Dans la majorité des bureaux administratifs jusque dans les services centraux des différents ministères, règnent un tel laisser- aller et une négligence que les esprits les moins avertis et les moins conscients s’alarment et s’inquiètent vivement du fonctionnement de notre administration publique : le sens de la discipline, de la subordination, de la hiérarchie qui, à l’époque coloniale, marquait du plus noble cachet les fonctionnaires comoriens, s’émousse chaque jour depuis notre indépendance et a donné place à l’insolence, à l’incorrection, à la désobéissance.

Rares sont les fonctionnaires qui consacrent tout le temps réglementaire dans leur fonction : les sorties de bureau, les retards non motivés et les absences irrégulières sont monnaie courante, le zèle et le dévouement sont devenus des notions abstraites.

Dans bien des cas, le travail est hâtivement mal fait car les fonctionnaires n’apportent plus à l’exécution du service, l’enthousiasme et le souci de perfection qui caractérisent la mission dont ils sont chargés.

Il faut donc rechercher les vraies raisons d’un tel constat dramatique et tenter d’y porter remède.

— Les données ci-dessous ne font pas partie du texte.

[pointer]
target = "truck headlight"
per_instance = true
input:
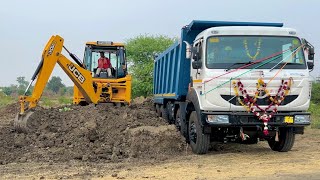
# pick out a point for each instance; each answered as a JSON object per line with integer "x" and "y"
{"x": 302, "y": 119}
{"x": 217, "y": 119}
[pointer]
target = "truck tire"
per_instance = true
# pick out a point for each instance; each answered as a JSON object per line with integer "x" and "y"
{"x": 158, "y": 110}
{"x": 165, "y": 114}
{"x": 177, "y": 120}
{"x": 199, "y": 141}
{"x": 286, "y": 140}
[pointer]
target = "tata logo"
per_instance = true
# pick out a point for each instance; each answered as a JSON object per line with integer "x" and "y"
{"x": 51, "y": 48}
{"x": 76, "y": 73}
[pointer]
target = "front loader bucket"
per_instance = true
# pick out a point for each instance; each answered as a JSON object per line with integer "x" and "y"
{"x": 21, "y": 122}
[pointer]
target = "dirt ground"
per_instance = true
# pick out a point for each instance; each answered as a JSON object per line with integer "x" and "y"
{"x": 106, "y": 142}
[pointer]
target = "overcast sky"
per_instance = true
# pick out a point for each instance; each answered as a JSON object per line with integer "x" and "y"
{"x": 26, "y": 26}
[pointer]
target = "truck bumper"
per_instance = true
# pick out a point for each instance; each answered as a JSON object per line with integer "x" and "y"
{"x": 244, "y": 119}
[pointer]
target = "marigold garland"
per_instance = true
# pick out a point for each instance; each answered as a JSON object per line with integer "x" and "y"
{"x": 250, "y": 103}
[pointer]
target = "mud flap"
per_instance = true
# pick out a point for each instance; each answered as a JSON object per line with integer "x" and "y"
{"x": 183, "y": 116}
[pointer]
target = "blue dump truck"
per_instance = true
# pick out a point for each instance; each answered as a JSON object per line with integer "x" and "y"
{"x": 235, "y": 82}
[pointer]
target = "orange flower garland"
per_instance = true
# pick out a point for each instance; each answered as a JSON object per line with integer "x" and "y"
{"x": 250, "y": 103}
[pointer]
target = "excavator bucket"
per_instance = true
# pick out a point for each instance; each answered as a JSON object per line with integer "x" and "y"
{"x": 21, "y": 122}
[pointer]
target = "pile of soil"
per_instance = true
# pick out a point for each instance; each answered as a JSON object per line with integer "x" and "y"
{"x": 89, "y": 133}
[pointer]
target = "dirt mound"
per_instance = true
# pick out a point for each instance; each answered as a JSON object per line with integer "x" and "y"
{"x": 90, "y": 133}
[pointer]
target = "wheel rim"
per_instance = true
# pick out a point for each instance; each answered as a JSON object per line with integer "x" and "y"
{"x": 193, "y": 132}
{"x": 178, "y": 122}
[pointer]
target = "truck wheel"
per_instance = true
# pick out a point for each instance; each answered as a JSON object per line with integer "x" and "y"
{"x": 158, "y": 110}
{"x": 164, "y": 113}
{"x": 177, "y": 120}
{"x": 199, "y": 141}
{"x": 286, "y": 140}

La déclaration française des droits de l’homme et du citoyen date de 1789. Comparée à l’administration européenne vieille depuis des siècles constamment en quête de perfection et d’efficacité, la jeune administration comorienne qui s’enrichit chaque année d’un nombre croissant des jeunes cadres bardés de prestigieux diplômes en est à son premier âge. Le fait qu’elle soit donc déjà paralysée avant l’âge s’expliquerait plutôt par la vermine interne qui altère ses vertus soit au nom d’une conception spécifique comorienne de l’administration souvent considérée comme une rente personnelle au lieu d’être une charge publique assumée avec honneur et dignité, soit au nom d’un certain pouvoir autocratique utilisé à leur guise par les fonctionnaires au profit des trafics d’influences et des règlements de comptes multiples ; soit enfin au nom de vils sentiments préventifs d’intolérance, mus par certains complexes individuels et d’incompétence refoulés du genre « ce pouvoir est le nôtre ».

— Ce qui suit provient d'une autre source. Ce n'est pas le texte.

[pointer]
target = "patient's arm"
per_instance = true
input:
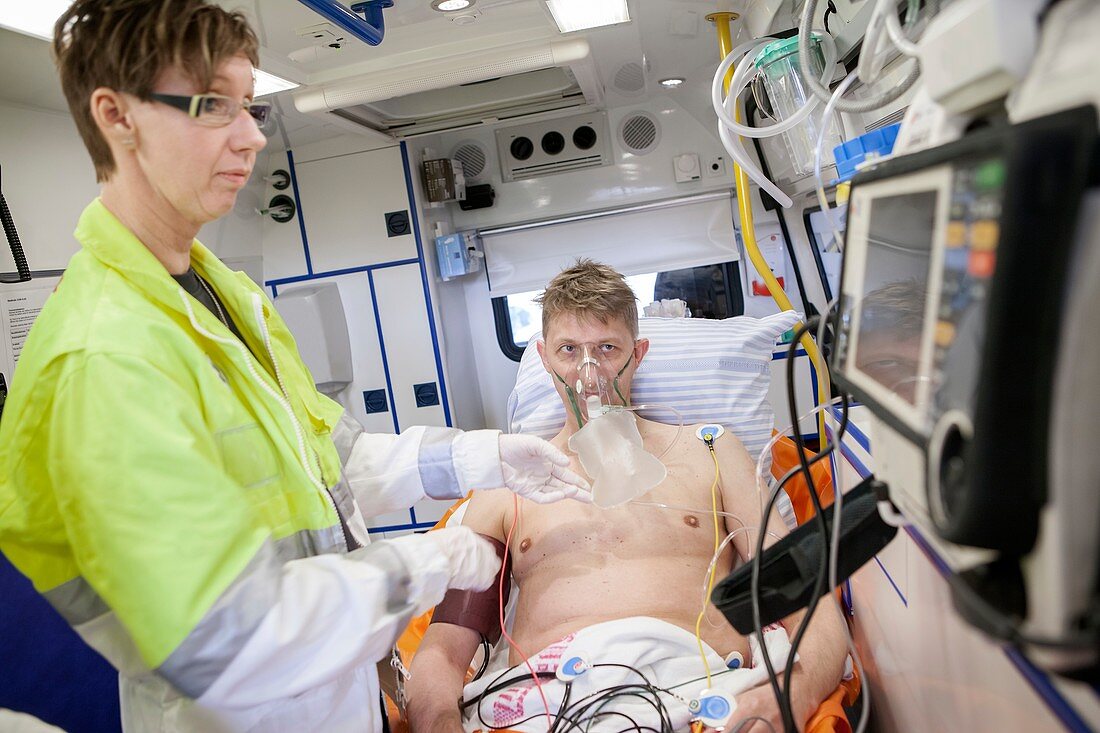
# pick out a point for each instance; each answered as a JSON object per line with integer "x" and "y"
{"x": 439, "y": 668}
{"x": 437, "y": 677}
{"x": 823, "y": 647}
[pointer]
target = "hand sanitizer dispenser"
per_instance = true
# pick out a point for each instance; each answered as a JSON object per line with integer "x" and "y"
{"x": 316, "y": 317}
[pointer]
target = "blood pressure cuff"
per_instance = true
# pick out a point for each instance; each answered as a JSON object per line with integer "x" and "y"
{"x": 479, "y": 610}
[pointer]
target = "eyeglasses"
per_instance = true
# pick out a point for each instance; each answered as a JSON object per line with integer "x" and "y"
{"x": 216, "y": 110}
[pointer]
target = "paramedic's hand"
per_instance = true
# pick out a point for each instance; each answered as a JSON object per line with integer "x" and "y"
{"x": 472, "y": 560}
{"x": 536, "y": 470}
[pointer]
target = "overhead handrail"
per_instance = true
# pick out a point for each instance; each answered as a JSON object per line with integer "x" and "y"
{"x": 370, "y": 28}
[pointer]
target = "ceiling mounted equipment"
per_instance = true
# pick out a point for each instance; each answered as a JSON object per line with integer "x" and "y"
{"x": 472, "y": 156}
{"x": 539, "y": 149}
{"x": 639, "y": 132}
{"x": 582, "y": 14}
{"x": 485, "y": 85}
{"x": 451, "y": 6}
{"x": 370, "y": 28}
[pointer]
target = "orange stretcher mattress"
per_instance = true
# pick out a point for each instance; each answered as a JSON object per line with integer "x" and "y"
{"x": 829, "y": 717}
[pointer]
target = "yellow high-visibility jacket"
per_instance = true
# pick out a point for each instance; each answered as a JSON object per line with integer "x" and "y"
{"x": 177, "y": 496}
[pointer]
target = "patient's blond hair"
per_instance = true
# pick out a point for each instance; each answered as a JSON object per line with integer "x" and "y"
{"x": 590, "y": 290}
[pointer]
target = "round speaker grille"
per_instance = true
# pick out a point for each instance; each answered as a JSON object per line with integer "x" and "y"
{"x": 630, "y": 78}
{"x": 639, "y": 132}
{"x": 472, "y": 157}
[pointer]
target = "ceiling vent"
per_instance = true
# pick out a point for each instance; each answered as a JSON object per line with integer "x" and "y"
{"x": 540, "y": 149}
{"x": 487, "y": 85}
{"x": 472, "y": 156}
{"x": 629, "y": 79}
{"x": 639, "y": 132}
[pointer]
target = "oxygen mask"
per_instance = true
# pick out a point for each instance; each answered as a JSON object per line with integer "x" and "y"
{"x": 608, "y": 442}
{"x": 593, "y": 386}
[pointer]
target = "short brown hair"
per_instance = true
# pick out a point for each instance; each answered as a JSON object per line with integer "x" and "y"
{"x": 125, "y": 44}
{"x": 590, "y": 290}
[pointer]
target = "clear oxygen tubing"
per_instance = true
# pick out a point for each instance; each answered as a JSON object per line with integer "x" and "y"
{"x": 748, "y": 233}
{"x": 680, "y": 424}
{"x": 822, "y": 91}
{"x": 722, "y": 548}
{"x": 728, "y": 115}
{"x": 876, "y": 48}
{"x": 818, "y": 150}
{"x": 736, "y": 150}
{"x": 898, "y": 34}
{"x": 746, "y": 69}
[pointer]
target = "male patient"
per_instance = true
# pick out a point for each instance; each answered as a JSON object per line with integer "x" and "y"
{"x": 611, "y": 581}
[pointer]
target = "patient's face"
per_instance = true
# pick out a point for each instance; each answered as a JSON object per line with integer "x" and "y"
{"x": 569, "y": 338}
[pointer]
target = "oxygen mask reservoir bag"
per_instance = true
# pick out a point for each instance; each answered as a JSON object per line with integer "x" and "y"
{"x": 611, "y": 451}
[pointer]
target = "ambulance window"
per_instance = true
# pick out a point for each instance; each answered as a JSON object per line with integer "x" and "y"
{"x": 710, "y": 291}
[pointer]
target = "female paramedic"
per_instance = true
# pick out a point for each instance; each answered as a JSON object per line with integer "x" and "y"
{"x": 169, "y": 478}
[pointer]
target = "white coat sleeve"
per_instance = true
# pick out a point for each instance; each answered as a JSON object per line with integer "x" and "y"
{"x": 315, "y": 619}
{"x": 388, "y": 472}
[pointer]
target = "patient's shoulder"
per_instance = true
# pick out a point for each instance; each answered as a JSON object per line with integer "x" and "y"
{"x": 485, "y": 512}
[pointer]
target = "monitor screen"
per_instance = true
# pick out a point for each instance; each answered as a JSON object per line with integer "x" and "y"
{"x": 895, "y": 282}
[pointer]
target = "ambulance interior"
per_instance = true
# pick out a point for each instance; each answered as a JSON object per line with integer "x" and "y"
{"x": 433, "y": 163}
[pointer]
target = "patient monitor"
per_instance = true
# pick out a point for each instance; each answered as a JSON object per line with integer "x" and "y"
{"x": 967, "y": 326}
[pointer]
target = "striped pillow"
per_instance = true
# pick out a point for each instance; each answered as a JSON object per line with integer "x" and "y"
{"x": 712, "y": 371}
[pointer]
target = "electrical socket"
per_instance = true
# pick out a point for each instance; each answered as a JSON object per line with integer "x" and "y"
{"x": 715, "y": 167}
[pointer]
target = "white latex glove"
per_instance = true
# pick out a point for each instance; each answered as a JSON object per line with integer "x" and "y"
{"x": 536, "y": 470}
{"x": 472, "y": 560}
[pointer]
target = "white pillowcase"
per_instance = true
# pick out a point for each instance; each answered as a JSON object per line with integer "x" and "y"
{"x": 712, "y": 371}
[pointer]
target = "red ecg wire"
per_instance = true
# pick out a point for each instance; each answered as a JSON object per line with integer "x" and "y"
{"x": 507, "y": 544}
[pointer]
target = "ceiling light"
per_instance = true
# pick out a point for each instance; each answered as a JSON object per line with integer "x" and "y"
{"x": 33, "y": 19}
{"x": 450, "y": 6}
{"x": 268, "y": 84}
{"x": 580, "y": 14}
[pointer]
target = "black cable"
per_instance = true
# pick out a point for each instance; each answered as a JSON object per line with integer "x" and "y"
{"x": 486, "y": 649}
{"x": 782, "y": 697}
{"x": 831, "y": 10}
{"x": 496, "y": 687}
{"x": 752, "y": 719}
{"x": 756, "y": 577}
{"x": 818, "y": 589}
{"x": 17, "y": 248}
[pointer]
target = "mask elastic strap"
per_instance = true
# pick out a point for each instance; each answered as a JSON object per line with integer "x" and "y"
{"x": 617, "y": 391}
{"x": 572, "y": 400}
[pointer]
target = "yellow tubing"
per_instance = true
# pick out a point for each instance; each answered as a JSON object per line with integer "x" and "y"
{"x": 722, "y": 20}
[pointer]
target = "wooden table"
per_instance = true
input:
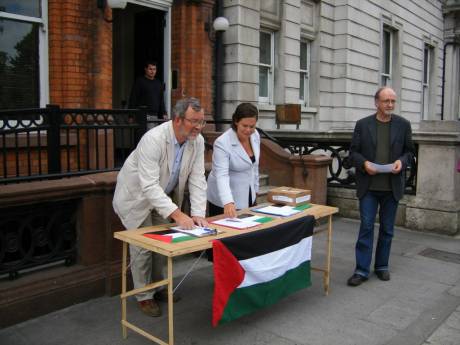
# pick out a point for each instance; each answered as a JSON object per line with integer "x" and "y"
{"x": 171, "y": 250}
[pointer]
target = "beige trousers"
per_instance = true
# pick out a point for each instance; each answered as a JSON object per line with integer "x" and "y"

En bannissant le mythe d’autosatisfaction personnelle et son corollaire qui est le mythe d’infaillibilité humaine, il s’agit ensuite de construire les fondations d’une authentique identité culturelle nationale comorienne. Car, tout ce dont souffre notre pays aujourd’hui, n’est autre que les conséquences de notre culture nationale. Seule la culture nationale nous aidera à exclure de notre esprit, le favoritisme, le régionalisme et le fameux « équilibre des îles » c’est la culture nationale qui conditionnera le développement. Sans une solide culture nationale, aucun développement humain n’est possible.

En cinquante (50) ans d’indépendance, les comoriens pouvaient beaucoup faire. Il ne leur a manqué que le fonds culturel essentiel, plus prospère à nul autre.

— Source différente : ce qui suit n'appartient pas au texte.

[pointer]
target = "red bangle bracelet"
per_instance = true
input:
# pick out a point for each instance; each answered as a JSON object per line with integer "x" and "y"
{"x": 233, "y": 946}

Nietzche et Hegel, bien avant nous, avaient pensé à cette problématique. Pour le premier, « le malheur de l’homme est d’avoir été enfant. » Pour le second, « le berceau de l’enfant est le tombeau des parents. ».

Cependant, le comorien doit savoir s’il entend demeurer éternellement bon enfant à ne rien faire ou bien transcender son adolescence et léguer à son enfant l’héritage culturel qu’il mérite.

Cinquante (50) ans d’indépendance représentent l’âge de la maturité et autorisent un saut frontal de l’histoire.